White is supposed to have testified to the interest Burns took in his children's schooling.

==Literary work==
He also composed the epistle "A Tribute to the Memory of Robert Burns" which was printed as a broadside. The tribute was positive, however the final lines have been open to interpretation, namely "Upon his frailties gathering clouds descend, To veil all, save the POET and the FRIEND!" It has been suggested that the frailties mentioned were his loose tongue, rather than an addiction to drink and that his indiscretions were as a result of unbridled passion.

===Presentations===
Burns gave White a copy of his 1793 edition of his poems Poems, Chiefly in the Scottish Dialect (Second Edinburgh Edition) and inscribed within it the words "Mr White will accept of this book as a mark of the most sincere Friendship, from a man who has ever had too much respect for his Friends, and too much contempt for his enemies, to flatter the one or the other - The Author." The volume is held by the Widener Library at Harvard University.

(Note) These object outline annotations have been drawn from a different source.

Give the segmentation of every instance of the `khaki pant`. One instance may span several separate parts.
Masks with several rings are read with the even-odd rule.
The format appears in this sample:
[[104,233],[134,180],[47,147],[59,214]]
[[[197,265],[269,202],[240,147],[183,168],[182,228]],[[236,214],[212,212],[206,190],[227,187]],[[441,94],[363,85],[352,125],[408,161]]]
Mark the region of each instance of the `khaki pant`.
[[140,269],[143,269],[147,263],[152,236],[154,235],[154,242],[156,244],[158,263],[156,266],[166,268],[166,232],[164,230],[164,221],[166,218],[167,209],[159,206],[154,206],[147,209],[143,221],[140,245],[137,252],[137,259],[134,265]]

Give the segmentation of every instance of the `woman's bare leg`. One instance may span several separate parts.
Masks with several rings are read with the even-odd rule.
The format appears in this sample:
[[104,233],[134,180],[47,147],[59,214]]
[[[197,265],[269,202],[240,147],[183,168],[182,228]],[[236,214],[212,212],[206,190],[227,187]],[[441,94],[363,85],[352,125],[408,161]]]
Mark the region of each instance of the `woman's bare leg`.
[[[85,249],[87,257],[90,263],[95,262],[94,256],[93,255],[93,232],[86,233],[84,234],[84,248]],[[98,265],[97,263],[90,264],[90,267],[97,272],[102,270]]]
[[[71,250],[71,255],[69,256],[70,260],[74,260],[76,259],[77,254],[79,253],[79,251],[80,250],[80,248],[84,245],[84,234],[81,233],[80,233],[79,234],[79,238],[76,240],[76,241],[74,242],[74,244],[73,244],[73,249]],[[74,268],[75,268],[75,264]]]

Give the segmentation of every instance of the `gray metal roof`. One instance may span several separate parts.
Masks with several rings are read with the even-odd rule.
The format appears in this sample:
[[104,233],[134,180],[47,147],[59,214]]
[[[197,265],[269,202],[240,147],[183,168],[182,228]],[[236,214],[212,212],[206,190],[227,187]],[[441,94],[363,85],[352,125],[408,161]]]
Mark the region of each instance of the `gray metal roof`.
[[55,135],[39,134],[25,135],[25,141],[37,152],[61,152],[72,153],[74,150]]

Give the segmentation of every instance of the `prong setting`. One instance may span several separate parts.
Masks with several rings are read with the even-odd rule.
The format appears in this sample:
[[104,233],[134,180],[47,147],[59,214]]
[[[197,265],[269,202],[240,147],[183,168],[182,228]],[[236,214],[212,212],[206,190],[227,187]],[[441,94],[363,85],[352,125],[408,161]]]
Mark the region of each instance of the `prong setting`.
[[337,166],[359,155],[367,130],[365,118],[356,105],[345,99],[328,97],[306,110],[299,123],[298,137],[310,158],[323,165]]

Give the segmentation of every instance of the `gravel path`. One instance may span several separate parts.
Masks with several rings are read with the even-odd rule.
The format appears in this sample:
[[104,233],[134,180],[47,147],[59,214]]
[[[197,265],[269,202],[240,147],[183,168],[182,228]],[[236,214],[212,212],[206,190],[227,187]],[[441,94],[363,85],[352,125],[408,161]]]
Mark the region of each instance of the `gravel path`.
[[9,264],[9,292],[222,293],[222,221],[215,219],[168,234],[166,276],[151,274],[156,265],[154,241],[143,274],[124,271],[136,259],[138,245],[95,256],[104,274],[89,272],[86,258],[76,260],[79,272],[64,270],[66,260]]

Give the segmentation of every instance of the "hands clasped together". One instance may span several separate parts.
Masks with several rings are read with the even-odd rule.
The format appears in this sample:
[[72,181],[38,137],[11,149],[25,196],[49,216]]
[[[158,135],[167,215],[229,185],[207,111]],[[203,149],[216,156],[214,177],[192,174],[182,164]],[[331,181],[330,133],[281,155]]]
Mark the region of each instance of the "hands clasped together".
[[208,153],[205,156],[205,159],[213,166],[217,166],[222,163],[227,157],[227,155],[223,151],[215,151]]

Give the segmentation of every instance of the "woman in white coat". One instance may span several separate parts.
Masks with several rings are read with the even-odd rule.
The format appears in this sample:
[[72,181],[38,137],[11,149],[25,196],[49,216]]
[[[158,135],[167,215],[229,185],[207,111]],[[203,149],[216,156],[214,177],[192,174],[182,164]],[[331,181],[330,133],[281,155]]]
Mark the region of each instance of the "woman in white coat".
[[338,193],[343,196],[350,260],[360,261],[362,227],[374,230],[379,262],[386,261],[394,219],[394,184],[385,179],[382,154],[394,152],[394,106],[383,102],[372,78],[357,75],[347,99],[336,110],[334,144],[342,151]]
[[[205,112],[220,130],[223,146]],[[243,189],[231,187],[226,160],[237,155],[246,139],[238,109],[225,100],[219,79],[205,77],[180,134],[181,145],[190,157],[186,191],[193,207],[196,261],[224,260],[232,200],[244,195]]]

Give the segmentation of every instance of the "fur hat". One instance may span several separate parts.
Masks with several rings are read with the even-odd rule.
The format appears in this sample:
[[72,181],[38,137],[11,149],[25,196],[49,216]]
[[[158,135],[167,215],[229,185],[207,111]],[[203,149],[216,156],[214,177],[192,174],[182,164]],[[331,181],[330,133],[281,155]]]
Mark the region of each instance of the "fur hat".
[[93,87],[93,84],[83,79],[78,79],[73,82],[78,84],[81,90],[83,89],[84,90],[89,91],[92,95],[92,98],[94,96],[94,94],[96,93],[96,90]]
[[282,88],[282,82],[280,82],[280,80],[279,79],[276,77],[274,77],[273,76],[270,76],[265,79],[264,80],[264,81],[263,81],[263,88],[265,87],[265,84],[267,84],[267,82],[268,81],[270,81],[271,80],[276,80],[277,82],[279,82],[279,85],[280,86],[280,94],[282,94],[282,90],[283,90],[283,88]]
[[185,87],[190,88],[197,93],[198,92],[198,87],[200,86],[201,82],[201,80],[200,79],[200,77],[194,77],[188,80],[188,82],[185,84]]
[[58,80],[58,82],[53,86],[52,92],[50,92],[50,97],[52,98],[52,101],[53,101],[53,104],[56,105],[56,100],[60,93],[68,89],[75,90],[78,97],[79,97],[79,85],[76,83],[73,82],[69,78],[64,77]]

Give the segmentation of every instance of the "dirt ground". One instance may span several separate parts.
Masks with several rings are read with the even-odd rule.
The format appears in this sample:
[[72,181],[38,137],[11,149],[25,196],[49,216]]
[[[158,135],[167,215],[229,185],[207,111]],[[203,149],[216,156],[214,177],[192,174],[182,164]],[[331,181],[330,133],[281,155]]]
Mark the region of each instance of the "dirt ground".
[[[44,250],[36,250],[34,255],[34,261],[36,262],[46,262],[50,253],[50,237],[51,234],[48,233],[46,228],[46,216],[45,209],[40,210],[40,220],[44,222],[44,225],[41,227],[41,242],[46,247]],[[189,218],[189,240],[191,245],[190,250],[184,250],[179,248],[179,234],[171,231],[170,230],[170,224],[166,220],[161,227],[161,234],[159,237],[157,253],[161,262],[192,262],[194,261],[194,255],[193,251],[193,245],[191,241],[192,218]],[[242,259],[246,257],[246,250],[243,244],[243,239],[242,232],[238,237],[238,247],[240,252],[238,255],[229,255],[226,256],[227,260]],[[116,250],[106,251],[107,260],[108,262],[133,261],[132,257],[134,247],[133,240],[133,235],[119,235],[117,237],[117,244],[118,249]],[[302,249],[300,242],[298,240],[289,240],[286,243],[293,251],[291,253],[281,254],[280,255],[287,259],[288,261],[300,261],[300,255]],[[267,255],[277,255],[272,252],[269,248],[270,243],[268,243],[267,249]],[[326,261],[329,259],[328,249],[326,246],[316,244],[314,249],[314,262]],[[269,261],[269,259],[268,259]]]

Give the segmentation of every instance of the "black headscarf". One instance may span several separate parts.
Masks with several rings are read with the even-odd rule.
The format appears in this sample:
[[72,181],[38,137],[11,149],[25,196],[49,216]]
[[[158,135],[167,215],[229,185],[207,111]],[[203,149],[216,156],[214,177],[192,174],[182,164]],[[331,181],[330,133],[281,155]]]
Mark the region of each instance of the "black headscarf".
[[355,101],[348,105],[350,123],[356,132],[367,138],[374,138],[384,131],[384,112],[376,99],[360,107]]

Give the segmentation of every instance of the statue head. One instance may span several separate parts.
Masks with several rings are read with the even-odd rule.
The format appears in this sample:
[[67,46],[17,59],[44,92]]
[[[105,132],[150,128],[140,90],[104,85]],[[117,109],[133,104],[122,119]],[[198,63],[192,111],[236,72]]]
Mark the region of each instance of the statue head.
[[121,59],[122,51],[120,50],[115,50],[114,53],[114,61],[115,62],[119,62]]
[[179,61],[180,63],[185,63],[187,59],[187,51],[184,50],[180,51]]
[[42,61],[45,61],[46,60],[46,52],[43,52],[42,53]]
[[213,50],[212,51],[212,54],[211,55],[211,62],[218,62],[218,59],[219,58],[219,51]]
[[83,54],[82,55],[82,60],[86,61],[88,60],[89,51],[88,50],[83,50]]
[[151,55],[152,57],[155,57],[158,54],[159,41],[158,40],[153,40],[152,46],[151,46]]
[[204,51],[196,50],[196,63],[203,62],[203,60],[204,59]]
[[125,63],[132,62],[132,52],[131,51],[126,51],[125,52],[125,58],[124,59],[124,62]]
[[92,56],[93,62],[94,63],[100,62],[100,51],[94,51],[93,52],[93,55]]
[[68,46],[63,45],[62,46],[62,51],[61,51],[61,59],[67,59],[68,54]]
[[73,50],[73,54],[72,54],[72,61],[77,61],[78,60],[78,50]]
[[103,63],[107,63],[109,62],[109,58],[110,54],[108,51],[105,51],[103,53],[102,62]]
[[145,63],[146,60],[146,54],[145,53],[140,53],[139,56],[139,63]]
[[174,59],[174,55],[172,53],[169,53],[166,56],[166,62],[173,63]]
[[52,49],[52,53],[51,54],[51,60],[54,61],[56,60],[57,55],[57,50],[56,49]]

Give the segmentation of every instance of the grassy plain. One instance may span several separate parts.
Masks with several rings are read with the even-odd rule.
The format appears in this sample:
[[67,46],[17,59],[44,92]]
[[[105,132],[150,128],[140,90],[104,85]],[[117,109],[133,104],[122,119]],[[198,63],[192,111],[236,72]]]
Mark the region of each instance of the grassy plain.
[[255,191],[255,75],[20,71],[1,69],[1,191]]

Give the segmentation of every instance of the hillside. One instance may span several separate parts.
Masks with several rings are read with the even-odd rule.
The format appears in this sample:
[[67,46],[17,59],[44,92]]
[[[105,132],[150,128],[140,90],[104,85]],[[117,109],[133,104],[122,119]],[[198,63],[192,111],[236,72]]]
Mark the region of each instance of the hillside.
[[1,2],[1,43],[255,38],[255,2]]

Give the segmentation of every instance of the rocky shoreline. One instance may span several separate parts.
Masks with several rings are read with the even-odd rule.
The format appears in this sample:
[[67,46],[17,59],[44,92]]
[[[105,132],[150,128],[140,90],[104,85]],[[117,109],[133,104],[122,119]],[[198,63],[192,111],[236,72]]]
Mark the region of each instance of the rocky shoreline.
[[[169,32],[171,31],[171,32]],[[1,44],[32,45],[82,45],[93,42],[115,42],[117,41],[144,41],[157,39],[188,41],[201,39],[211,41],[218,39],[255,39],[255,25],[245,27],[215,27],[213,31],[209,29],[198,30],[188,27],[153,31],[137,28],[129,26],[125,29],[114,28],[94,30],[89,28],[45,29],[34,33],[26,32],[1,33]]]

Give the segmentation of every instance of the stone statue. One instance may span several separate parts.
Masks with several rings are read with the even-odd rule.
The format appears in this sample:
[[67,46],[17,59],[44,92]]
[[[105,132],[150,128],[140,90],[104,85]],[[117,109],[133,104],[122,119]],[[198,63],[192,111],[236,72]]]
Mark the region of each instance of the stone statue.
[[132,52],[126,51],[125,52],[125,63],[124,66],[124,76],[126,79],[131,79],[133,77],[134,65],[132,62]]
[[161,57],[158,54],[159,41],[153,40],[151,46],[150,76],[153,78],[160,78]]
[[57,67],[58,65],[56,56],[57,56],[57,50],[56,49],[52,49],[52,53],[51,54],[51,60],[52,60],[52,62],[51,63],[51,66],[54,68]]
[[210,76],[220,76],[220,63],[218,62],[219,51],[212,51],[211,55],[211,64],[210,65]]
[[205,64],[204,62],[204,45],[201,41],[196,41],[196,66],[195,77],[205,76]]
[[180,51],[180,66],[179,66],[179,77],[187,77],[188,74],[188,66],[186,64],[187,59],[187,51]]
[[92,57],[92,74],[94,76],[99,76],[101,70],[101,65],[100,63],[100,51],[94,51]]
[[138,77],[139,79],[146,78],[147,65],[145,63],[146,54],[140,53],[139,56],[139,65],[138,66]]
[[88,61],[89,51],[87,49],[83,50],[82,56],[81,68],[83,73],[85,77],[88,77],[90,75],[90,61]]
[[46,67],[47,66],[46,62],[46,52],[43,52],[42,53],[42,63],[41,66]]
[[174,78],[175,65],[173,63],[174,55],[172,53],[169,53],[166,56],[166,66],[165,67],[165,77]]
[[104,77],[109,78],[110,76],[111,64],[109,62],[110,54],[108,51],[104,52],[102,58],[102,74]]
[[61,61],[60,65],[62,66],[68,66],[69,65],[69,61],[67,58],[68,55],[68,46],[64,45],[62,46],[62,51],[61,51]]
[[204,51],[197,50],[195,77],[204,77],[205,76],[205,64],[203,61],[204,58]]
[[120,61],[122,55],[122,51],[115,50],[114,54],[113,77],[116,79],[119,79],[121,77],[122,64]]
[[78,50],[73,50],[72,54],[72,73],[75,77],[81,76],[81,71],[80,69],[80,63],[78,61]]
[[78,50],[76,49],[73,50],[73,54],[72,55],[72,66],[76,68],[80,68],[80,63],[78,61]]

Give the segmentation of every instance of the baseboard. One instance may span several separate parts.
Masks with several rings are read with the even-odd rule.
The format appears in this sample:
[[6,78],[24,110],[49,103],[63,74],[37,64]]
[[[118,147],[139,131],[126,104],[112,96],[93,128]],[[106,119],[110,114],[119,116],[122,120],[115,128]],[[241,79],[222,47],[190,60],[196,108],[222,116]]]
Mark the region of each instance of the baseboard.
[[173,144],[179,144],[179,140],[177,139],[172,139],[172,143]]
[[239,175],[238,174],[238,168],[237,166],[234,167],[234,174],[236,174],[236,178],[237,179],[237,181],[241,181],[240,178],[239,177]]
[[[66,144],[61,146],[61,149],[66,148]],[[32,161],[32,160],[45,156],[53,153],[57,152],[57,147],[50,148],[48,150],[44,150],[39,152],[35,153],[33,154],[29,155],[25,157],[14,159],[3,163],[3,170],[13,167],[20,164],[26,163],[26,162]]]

Burns also presented White with his personal copy of Voltaire's rare La Pucelle (Paris, 1775) which is still extant. Inscribed on the reverse of the title page is: "To Mr. White, un petit gage d'amitié, Robt. Burns." This volume was sold at a 1928 auction in London for £80. A signature on the other side of the same leaf is "Wm. White" who could William have been a son or grandson of Thomas, adding his signature some years later.